NEW YORK — Media research agency Nielsen has admitted that it has skewed TV viewing figures for the past seven months, reportedly inflating ABC's ratings and disadvantaging other networks.
Speaking on a conference call with reporters on Friday, Nielsen disclosed that a software glitch had meant it has misreported TV viewing figures since at least March. While the firm would not name clients affected, ABC has said that the error had boosted its ratings, according to the New York Times.
Neilsen claimed the discrepancy fell between 0.1 percent and 0.25 percent of the viewing totals. Cable networks and local TV ratings were not affected by this error.
The disclosure is blow for Nielsen.
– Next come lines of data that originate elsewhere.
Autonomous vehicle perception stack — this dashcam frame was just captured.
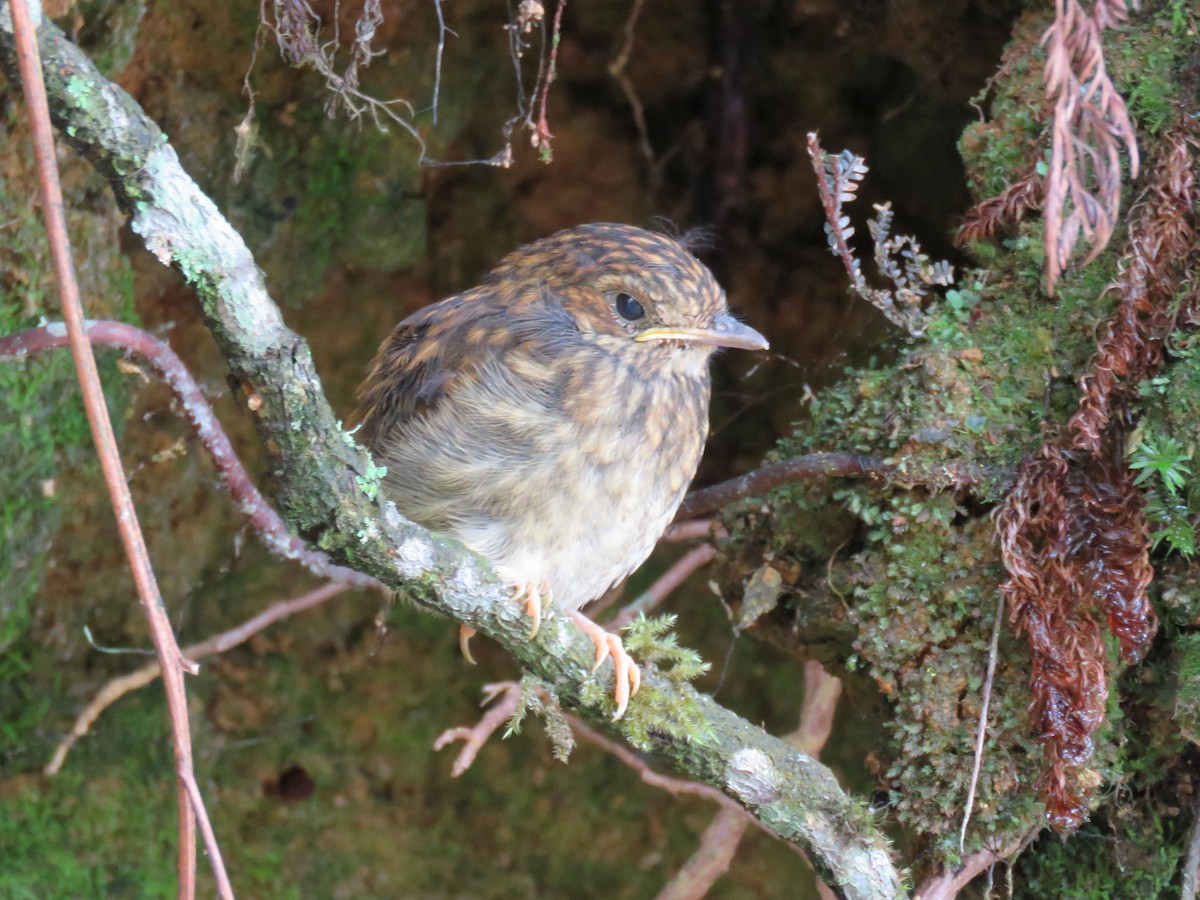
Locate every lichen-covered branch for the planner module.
[0,15,900,898]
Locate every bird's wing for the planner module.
[358,292,496,446]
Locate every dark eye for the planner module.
[617,292,646,322]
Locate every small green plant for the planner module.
[1129,436,1192,496]
[1129,436,1200,559]
[625,613,710,682]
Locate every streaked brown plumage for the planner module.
[359,223,767,716]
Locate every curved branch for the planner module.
[676,452,993,522]
[0,320,380,588]
[0,17,901,900]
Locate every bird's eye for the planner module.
[616,292,646,322]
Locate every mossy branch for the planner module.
[0,14,901,899]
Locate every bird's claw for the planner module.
[571,612,642,721]
[512,581,550,641]
[458,625,475,666]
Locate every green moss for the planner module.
[0,181,132,652]
[1013,804,1182,900]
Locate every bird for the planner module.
[356,222,768,719]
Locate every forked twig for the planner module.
[8,0,233,898]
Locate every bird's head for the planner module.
[487,223,768,362]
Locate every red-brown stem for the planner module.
[42,582,350,775]
[0,320,379,588]
[676,452,895,522]
[659,518,727,541]
[8,0,224,898]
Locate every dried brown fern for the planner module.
[996,115,1200,832]
[1042,0,1138,294]
[954,169,1044,246]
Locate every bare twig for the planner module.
[658,809,750,900]
[676,451,993,522]
[10,0,225,898]
[1180,803,1200,900]
[605,544,716,631]
[0,320,379,588]
[529,0,566,162]
[608,0,654,170]
[433,682,521,778]
[913,838,1027,900]
[959,594,1004,853]
[42,582,353,775]
[432,0,458,125]
[659,518,727,542]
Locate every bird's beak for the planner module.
[634,312,770,350]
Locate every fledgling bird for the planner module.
[359,223,767,719]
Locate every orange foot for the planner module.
[571,612,642,721]
[458,625,476,666]
[458,581,549,666]
[512,581,550,641]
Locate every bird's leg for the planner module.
[512,581,550,641]
[458,625,478,666]
[571,611,642,721]
[458,581,550,666]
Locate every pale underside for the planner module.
[379,346,709,610]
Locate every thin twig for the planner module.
[659,518,728,542]
[676,451,993,522]
[608,0,654,170]
[0,320,379,588]
[532,0,566,154]
[913,838,1026,900]
[42,582,352,775]
[10,0,225,898]
[959,594,1004,853]
[432,0,458,125]
[1180,803,1200,900]
[605,544,716,631]
[433,682,521,778]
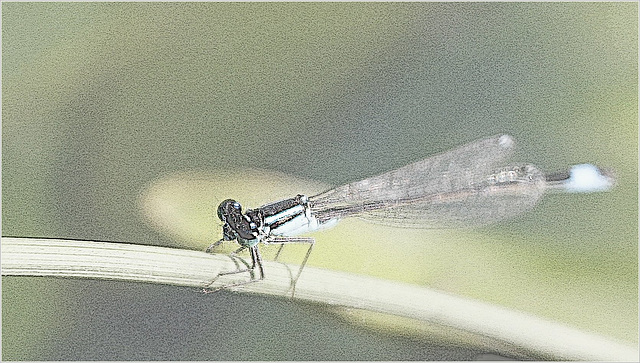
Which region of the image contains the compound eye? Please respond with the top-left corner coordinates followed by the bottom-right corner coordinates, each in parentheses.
top-left (218, 199), bottom-right (242, 222)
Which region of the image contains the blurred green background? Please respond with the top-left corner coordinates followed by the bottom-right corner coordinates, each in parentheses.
top-left (2, 3), bottom-right (638, 360)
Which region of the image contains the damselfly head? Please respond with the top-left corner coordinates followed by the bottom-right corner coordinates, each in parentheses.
top-left (218, 199), bottom-right (242, 222)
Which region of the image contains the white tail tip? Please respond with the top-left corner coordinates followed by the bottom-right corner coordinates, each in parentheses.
top-left (564, 164), bottom-right (614, 193)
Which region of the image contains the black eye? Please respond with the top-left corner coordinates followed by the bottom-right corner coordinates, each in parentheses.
top-left (218, 199), bottom-right (242, 222)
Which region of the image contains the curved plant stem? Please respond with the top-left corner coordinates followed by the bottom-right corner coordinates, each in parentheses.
top-left (2, 237), bottom-right (638, 361)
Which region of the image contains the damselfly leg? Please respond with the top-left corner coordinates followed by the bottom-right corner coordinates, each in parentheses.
top-left (202, 236), bottom-right (315, 296)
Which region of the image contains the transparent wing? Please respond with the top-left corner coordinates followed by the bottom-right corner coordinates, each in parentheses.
top-left (309, 135), bottom-right (545, 228)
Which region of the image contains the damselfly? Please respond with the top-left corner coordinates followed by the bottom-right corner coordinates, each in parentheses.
top-left (205, 135), bottom-right (614, 292)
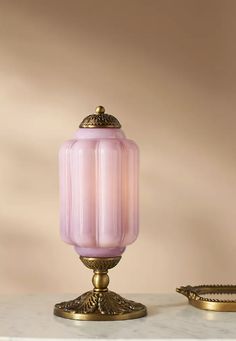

Not only is it unclear the impact on the billions of advertising dollars spent using its ratings — which the Times puts at $70 billion — but the error comes at a time when Nielsen's reporting method faces scrutiny from advertisers in light of the distruption from online video, multiple-screening and non-linear TV viewing habits.
Just last week, rival service Rentrak announced a multi-faceted deal with WPP that inlcudes a data partnership with global network's media buying powerhouse GroupM. Rentrak also revealed plans to acquire WWP's measurement firm Kantar, giving WPP a 16.7 percent stake in the business.
Despite the bad news, Nielsen’s global president Steve Hasker didn't hold back from bashing its rival, according to the New York Post. During the call, Hasker reportedly said that Rentrak never lets "the facts get in the way of a good press release."
Hasker reportedly added that Rentrak data is "not accredited" and the firm is not transparent about its methodology.
No doubt this snafu will add to the pressure Nielsen is under to prove an accurate and timely methodology for TV measurement at a time when the industry faces constant disruption.